I bought it on the spur of the moment, only realizing afterward how iconic it was (a good thing for me!). Of course, its sounds felt familiar and though it is mostly a preset machine you always have a good time trying the different possible combinations playing with the nice colored controls. Of course, you can easily get tired of some of the instruments such as the guiro, but the good news is you can reduce or even turn off the volume on some of them. I no longer have it, but as a rule, I used to resort to a given rhythm pattern and playing with the fills, all while recording straight to my computer.

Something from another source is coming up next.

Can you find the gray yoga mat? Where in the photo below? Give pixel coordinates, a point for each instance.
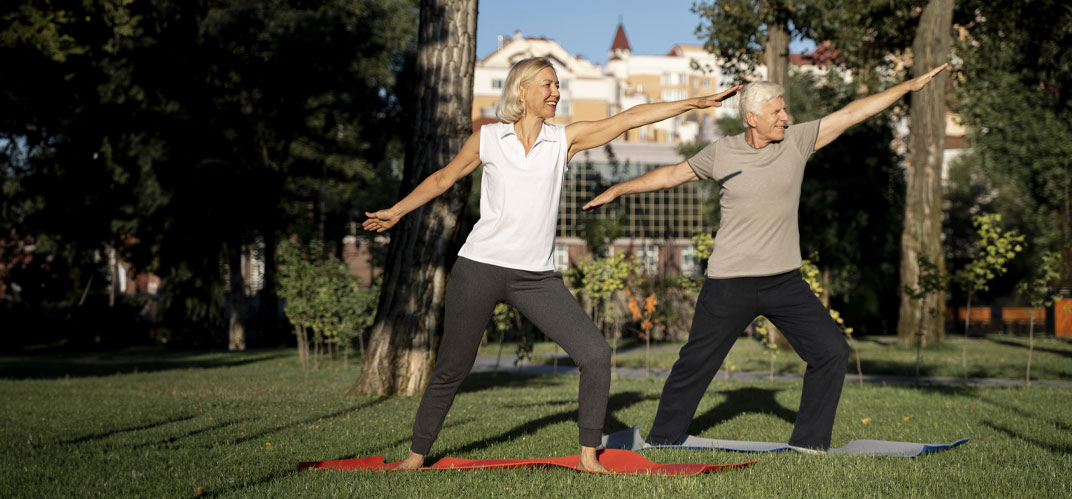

The great thing with this pretty lady is that in spite of its age, it can be programmed. Of course, the better is to own a TS-1 Memory Write Switch or the (very hard to find) WS-1, but there are alternate devices such as the CR-78PGM or the Swynx which I’ve never tried. I’ve tried programming a bit with a Roland pedal, but you’ll need a perfect timing to be successful.
I’ve use dit for almost 3 years but not on a regular basis, so in the end I sold it to make more space in my tiny studio.
I’ve also owned a Roland PB-300 – which is very much simpler – and also a Keio Minipops 7 (aka MP 7), even much simpler yet full of character.
Apart from its awesome look, what I like most in this device is its very typical sound, especially the slapping snare. What I liked least was how difficult it can be to sync it, and also the very tiny memory space. Separate outputs would also be welcome. Well, in the end, let’s not be too picky, all that’s also part of the charm of vintage devices like this.